Как хорошо, думала Тоня, когда большая семья… Примеривалась, что и у них такая же будет, когда женится Алеша и народит им внуков. За столом кроме деда и его жены сидели еще их дочь, детский врач, с полуторагодовалой дочуркой Олюшкой, и Витька, пацаненок лет девяти, внук дедов от второй дочери.
Как хорошо, думала Тоня, когда детки, когда их много… Когда все вместе… Вон Витька — звонком звенит, рассказывает, как он сегодня язя заудил, здорового! Во!! Да сорвался язь, ушел!
Доверилась Тоня спокойной, ладной жизни. На внуков постояльцевых насмотрелась. Разнежилась. Одним словом, забеременела. Точно как после первого Антонова загула. Стыдно сказать: на сорок-то третьем году. Жизнь прожила — этих абортов не знала. А тут пришлось. При взрослых детях казалось ей неловко с животом ходить. И Антон не возражал.

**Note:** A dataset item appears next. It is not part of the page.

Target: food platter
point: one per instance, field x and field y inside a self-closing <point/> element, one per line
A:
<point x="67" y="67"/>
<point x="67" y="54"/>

После Октябрьской ушла она в больницу. Мужу оставила доверенность на зарплату. Спокойно пошла. Не думала, что задержится дольше трех дней. А после операции вдруг затемпературила, оказалось — простуда. К тому времени она уже на кирпичном работала, с непривычки часто простужалась. Так и в этот раз.
Не выписывают Тоню из больницы. Тут все и рухнуло. Слаб мужик. Остался один в дому при всех деньгах и пошел гореть синим пламенем.
В воскресенье Тоня ждала мужа, а пришла подруга по прежней работе на ткацкой фабрике, сменщица. Она и рассказала в подробностях и с жаром, как позорится Антон. Пьет. И с каждым днем тяжелее. Вчера в лежку валялся возле фабрики. Догадались его мужики в ближний дом перенести к приятелю Антонову же. А он там очухался и пошел все громить. Столько всего побил, это ужас! Сервант с хрусталем опрокинул и растоптал, трюмо разнес, убить всех грозил, пока его мужики не связали. Ну, вызвали со станции милицию, они его и увезли в город. Наверное, в вытрезвитель.
— Ну а что было делать, Тоня? — заключила подруга, видя, как меняется на глазах лицо Антонины. — Страшно… Мало чего в дурную голову ему придет… У вас деньги-то есть? — спросила, думая, что Тоня переживает за разбитое Антоном, понятно, платить придется…
— Есть, — кивнула Тоня. — Копили для Алеши. Как он из армии придет… Одеть надо бы. Вырастет ведь. Да и учиться он хотел… А может, женится сразу… — сказала и застыла взглядом. А под глазами зримо наливались тенями, углублялись впадины, да и все лицо темнело.
— Ну чего уж ты так, Тонь! — позвала подруга. — Али впервой?.. Тебя нет, вот он и расходился. Кто же его без тебя угомонит. Не переживай! Рассчитаетесь! Антон пускай покалымит… Долго ль ему… Кабы он деньги брал за работу, вы б как куркули жили… Вот пускай свой принцип на время отложит.